Canvas Data Access Offering: Share Your Thoughts about Datasets

8 19 2,451

Data is a powerful tool that has the potential to transform the way we offer education to students. Over the past five years, the Canvas data sharing product has been very important to our users and institutions.


In its current offering, Canvas Data is very limited in the type of datasets we share and sharing capabilities. Our customers have been asking to improve the existing product as they consider Canvas Data to be an essential feature of their Canvas learning management system.


We are working on an improved version of our data sharing feature. This updated edition will provide access to various Instructure educational product data, allow more scalable ways of downloading large datasets, and most importantly, deliver data changes just in time to make time sensitive decisions. 


We have already reviewed and planned to implement basic datasets around scores, submissions, enrollments, courses, users, and a handful of learning activities such as assignments, discussions, and quizzes. At this time, we need your help to prioritize what you would like to see in the next version of the datasets schema. If you are interested in sharing your feedback, please fill out our Data Access Feedback Form. This form will only take a few minutes of your time. Email addresses are required, so please log in using an account where we may contact you if we have additional followup questions.
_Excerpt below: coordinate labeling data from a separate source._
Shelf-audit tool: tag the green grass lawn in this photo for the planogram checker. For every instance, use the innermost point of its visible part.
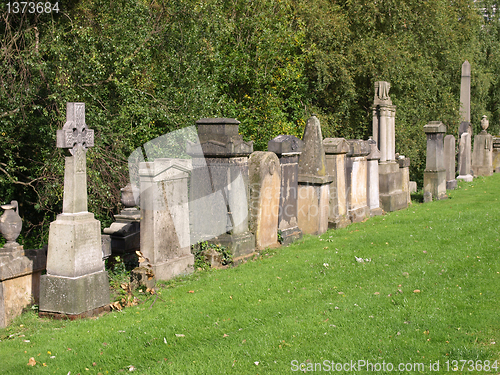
(430, 293)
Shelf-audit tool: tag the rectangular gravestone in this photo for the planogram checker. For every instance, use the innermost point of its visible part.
(482, 157)
(496, 154)
(404, 169)
(372, 193)
(335, 155)
(76, 283)
(449, 161)
(356, 180)
(265, 181)
(435, 172)
(219, 186)
(288, 149)
(464, 152)
(165, 237)
(314, 183)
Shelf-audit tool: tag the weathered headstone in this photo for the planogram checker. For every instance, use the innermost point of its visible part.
(165, 237)
(391, 193)
(314, 183)
(404, 169)
(219, 186)
(465, 92)
(464, 152)
(125, 233)
(356, 180)
(482, 156)
(264, 180)
(20, 269)
(76, 283)
(435, 172)
(335, 154)
(496, 154)
(449, 161)
(288, 148)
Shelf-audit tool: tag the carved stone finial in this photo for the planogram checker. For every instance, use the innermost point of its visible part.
(382, 92)
(74, 132)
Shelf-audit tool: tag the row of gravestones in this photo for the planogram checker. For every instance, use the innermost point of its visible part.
(226, 194)
(440, 172)
(234, 197)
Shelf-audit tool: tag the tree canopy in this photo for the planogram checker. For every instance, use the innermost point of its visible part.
(149, 67)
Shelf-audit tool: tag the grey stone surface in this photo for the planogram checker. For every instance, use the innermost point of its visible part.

Please share your thoughts so we can make product choices that include your voice.


Responses will be accepted through Monday, February 17. [CLOSED FOR VOTE]


Thank you!



UPDATE 2/21/2020


We conducted a successful survey to collect all of your thoughts around data you prefer to see in our  Data Access Offering. Thank you so much for participating and sharing your thoughts! 

These are the results of the survey; we will use them to guide us through planning our Data roadmap.

Addressing some of your feedback 

  1. We still need access to all data that is currently available in the old Canvas Data but not listed in survey.

The new data offering will provide access to all datasets currently available in old Canvas Data. The survey conducted simply aimed to identify a subset of additional datasets that we may make available as part of this solution.  

  1. Need the ability to have datasets scoped by access role/account so faculty could have access to it; need the ability to receive the report via email. 

To address this feedback, let me share the vision for this new product.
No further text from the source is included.